I am sure, however, that we aren’t as able to have a dialogue as we used to. Did you know that, within living memory, secondary school children were taught the basics of debate? They were trained to have conversations with people who didn’t hold their point of view, defend their points, and – are you ready for this? – concede the points of the opponent. It’s hard to imagine that happening on Facebook or on a hot comment thread under a “divisive” article.
To be fair, this friend of mine is one of those who defends her points very well, and I hold her in the highest esteem for that. But on the flip side, I don’t think I’ve heard her say “You know what, Matt? Your point has some merit, and I’ll think about it.” In fact, in all my years on the internet, I’m not sure I’ve ever had someone say that to me.
I’m also not very humble. I want to be, I really do. But I feel my views are valid and, being my views, logically infallible. I will tell you all that I can’t remember the last time I said “You know what, Random InterWebs Person or Friend/Family Member? Your point has some merit, and I’ll think about it.” I confess my sins now before you all, but I can’t promise you I’ll change easily.
And I don’t think that you will change easily, either. But we must change. We must.
I post articles sure to offend people because I am really at a loss for any other way to get entrenched people talking. Mind you, it hasn’t changed anyone’s mind yet, as far as I know. In fact, my wife suggests that it’s making people more entrenched in their isolationist views precisely because they feel I’ve attacked them.

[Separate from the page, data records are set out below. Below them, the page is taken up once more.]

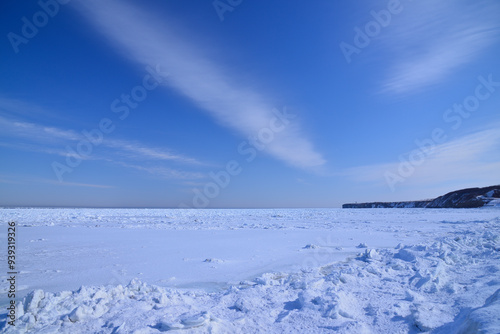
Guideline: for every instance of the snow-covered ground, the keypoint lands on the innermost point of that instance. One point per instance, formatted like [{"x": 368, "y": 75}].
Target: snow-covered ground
[{"x": 254, "y": 271}]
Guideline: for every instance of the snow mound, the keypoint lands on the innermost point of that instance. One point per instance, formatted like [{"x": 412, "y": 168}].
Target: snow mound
[{"x": 451, "y": 284}]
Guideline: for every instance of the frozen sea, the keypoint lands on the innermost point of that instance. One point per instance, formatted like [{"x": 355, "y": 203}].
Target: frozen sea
[{"x": 254, "y": 270}]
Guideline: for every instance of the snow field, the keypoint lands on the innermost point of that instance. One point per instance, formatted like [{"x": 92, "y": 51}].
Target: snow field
[{"x": 440, "y": 276}]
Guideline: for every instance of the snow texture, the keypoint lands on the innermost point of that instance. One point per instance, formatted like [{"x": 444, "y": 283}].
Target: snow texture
[{"x": 383, "y": 271}]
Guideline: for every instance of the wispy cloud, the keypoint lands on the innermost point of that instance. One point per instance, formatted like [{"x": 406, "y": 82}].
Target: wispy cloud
[
  {"x": 148, "y": 40},
  {"x": 27, "y": 180},
  {"x": 432, "y": 39},
  {"x": 52, "y": 140},
  {"x": 472, "y": 159}
]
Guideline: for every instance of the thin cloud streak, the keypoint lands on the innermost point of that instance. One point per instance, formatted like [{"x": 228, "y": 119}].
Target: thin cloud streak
[
  {"x": 472, "y": 157},
  {"x": 434, "y": 39},
  {"x": 41, "y": 133},
  {"x": 138, "y": 37},
  {"x": 51, "y": 140}
]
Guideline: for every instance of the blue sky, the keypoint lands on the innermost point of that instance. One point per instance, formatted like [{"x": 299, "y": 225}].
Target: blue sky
[{"x": 246, "y": 103}]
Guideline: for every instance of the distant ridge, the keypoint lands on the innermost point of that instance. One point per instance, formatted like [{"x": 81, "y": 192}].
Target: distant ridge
[{"x": 464, "y": 198}]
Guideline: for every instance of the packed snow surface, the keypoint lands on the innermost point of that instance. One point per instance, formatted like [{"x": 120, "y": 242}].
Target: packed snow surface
[{"x": 254, "y": 271}]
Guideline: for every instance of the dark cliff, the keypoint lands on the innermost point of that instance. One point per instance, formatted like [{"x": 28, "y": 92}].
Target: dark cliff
[{"x": 464, "y": 198}]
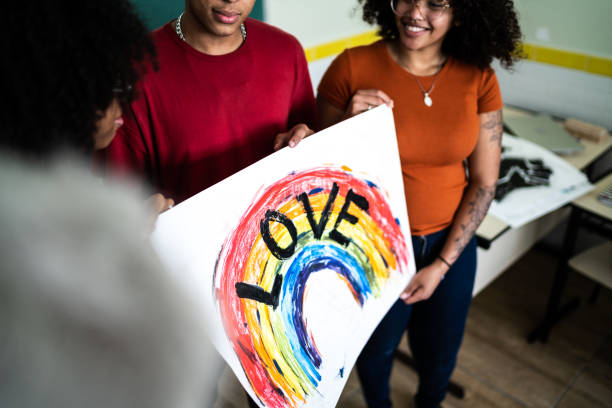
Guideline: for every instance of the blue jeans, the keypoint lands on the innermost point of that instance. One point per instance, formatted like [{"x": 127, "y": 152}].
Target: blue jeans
[{"x": 435, "y": 329}]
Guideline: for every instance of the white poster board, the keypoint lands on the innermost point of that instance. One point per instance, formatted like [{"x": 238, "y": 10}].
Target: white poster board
[
  {"x": 297, "y": 258},
  {"x": 540, "y": 194}
]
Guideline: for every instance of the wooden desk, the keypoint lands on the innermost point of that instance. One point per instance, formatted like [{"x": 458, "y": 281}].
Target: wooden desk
[
  {"x": 587, "y": 212},
  {"x": 500, "y": 246}
]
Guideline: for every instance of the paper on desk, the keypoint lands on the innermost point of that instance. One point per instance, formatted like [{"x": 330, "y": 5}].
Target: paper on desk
[
  {"x": 292, "y": 303},
  {"x": 523, "y": 205}
]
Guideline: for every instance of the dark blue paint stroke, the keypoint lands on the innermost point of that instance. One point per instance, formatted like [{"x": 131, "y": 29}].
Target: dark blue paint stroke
[{"x": 315, "y": 257}]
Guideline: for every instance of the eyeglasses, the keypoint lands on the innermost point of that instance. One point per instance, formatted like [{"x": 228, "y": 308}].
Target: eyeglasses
[
  {"x": 123, "y": 92},
  {"x": 431, "y": 9}
]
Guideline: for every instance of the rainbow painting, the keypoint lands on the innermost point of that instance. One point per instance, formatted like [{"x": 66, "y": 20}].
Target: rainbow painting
[{"x": 324, "y": 221}]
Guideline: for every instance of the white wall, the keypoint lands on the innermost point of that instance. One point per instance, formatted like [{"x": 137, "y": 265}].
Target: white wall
[
  {"x": 579, "y": 26},
  {"x": 316, "y": 22}
]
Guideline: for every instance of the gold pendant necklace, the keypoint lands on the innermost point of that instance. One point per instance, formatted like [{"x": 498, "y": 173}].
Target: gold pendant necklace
[{"x": 426, "y": 94}]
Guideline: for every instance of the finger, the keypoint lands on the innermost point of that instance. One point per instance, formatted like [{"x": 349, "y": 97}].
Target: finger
[
  {"x": 299, "y": 134},
  {"x": 365, "y": 102},
  {"x": 379, "y": 96},
  {"x": 279, "y": 140},
  {"x": 410, "y": 289},
  {"x": 168, "y": 204}
]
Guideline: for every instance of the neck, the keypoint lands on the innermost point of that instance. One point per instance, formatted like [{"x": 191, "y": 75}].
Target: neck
[
  {"x": 420, "y": 62},
  {"x": 205, "y": 41}
]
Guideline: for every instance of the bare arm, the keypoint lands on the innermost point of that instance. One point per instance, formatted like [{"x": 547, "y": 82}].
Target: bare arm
[
  {"x": 360, "y": 102},
  {"x": 483, "y": 172}
]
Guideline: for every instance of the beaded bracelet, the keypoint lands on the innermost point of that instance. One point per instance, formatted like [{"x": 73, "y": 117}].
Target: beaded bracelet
[{"x": 444, "y": 260}]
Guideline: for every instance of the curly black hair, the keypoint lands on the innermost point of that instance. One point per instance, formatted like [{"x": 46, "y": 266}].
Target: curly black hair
[
  {"x": 63, "y": 62},
  {"x": 486, "y": 29}
]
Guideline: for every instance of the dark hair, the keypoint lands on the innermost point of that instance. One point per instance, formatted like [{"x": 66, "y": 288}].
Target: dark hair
[
  {"x": 63, "y": 62},
  {"x": 486, "y": 29}
]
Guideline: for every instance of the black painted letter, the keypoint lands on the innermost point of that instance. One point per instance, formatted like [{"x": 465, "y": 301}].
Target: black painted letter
[
  {"x": 351, "y": 197},
  {"x": 318, "y": 229},
  {"x": 264, "y": 228}
]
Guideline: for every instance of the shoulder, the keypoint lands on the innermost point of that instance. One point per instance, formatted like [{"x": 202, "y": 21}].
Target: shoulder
[
  {"x": 161, "y": 36},
  {"x": 365, "y": 52},
  {"x": 471, "y": 71}
]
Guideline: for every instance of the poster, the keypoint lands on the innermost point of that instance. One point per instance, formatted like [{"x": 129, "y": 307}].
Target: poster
[
  {"x": 532, "y": 182},
  {"x": 297, "y": 258}
]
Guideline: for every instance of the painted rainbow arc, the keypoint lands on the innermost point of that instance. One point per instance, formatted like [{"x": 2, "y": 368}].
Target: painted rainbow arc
[{"x": 324, "y": 219}]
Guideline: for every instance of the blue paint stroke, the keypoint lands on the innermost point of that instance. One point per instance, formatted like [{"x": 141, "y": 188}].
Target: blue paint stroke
[{"x": 311, "y": 259}]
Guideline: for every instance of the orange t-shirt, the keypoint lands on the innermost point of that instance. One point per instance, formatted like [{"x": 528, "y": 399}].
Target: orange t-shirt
[{"x": 433, "y": 141}]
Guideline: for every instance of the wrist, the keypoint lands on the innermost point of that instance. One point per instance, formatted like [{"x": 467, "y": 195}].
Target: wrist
[{"x": 447, "y": 265}]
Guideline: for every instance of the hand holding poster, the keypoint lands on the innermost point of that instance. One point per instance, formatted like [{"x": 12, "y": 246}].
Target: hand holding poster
[{"x": 297, "y": 258}]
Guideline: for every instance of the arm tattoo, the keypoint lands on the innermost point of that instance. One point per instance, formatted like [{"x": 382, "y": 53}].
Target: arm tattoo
[
  {"x": 478, "y": 207},
  {"x": 493, "y": 125}
]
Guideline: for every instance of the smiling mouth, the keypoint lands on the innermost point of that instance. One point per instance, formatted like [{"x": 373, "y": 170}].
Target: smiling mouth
[
  {"x": 227, "y": 17},
  {"x": 416, "y": 29}
]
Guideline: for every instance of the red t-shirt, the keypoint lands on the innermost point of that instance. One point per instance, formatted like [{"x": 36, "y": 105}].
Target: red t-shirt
[
  {"x": 201, "y": 118},
  {"x": 433, "y": 141}
]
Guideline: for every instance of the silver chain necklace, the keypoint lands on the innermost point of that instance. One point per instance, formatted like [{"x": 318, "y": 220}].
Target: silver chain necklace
[{"x": 179, "y": 31}]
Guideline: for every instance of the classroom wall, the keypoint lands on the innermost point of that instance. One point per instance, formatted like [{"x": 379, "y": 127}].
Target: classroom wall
[
  {"x": 569, "y": 72},
  {"x": 156, "y": 13}
]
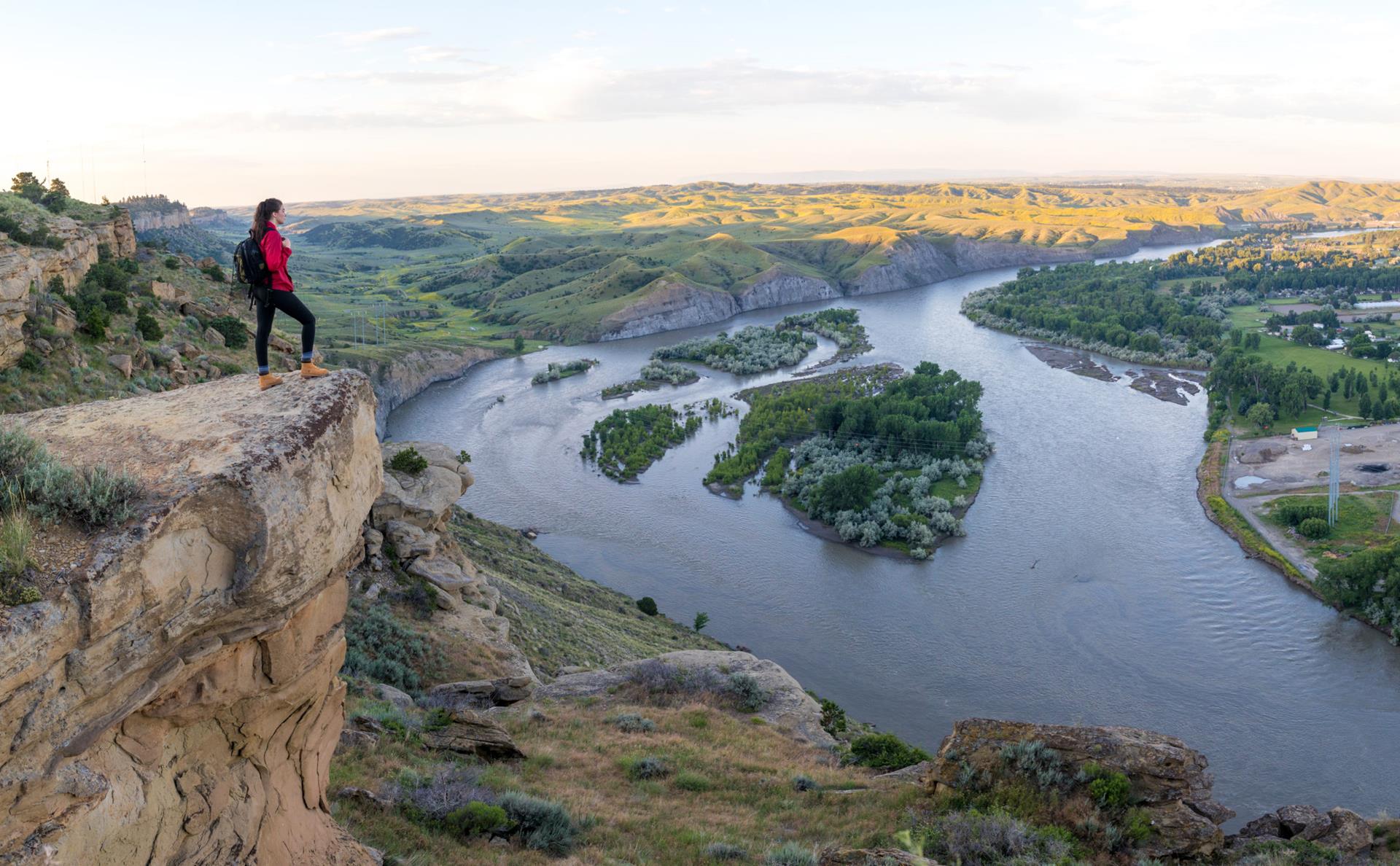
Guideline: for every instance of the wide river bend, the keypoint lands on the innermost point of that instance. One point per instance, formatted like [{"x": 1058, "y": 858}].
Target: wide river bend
[{"x": 1089, "y": 589}]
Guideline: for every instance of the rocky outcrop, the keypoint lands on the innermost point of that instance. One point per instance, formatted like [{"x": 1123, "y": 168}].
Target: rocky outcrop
[
  {"x": 27, "y": 269},
  {"x": 678, "y": 304},
  {"x": 156, "y": 211},
  {"x": 911, "y": 260},
  {"x": 403, "y": 377},
  {"x": 409, "y": 522},
  {"x": 788, "y": 706},
  {"x": 176, "y": 700},
  {"x": 472, "y": 733},
  {"x": 1170, "y": 779},
  {"x": 1339, "y": 829}
]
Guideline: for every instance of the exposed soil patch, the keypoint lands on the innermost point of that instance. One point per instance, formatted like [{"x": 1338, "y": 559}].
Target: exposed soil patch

What other option is there? I will find a way to change my mind if the data supports your position. And I swear before the mighty InterWebs now that I will do my level best to listen to any argument you bring to me. But I’m going to demand the same in return. My greatest sin might very well be pride, but that doesn’t mean I am wrong. I might be prideful and correct.
Or perhaps there isn’t any correct to be had in the topic we’re discussing. Is there really, honestly a clear right and wrong in the political debate? Are your views on the bible the only ones that are valid? Are you 100% sure making the Doctor from Doctor Who a female this regeneration is the best option? Can’t we talk about it?
And so I come around full circle to my friend back at college. The one who made the diversity comment. He was right, although he didn’t know it then. The diversity of the InterWebs is truly bringing us closer together only in that we realize we have nothing in common with others. But of course we do. We’re all human. We all bleed. We’re all breathing the same air, toxic though it may be in places.
We need to change. We need to find a way to have dialogue. I need to listen to you, my friend, and you need to listen to me. We don’t have to both be wrong. And we’ll both be better people if we can come to some compromise. But as long as you and I believe our views are the only ones that are correct, the only ones worth listening to, things will get worse. We will live and die in our own personal isolation chambers and, if we’re not very careful, they will turn into our coffins.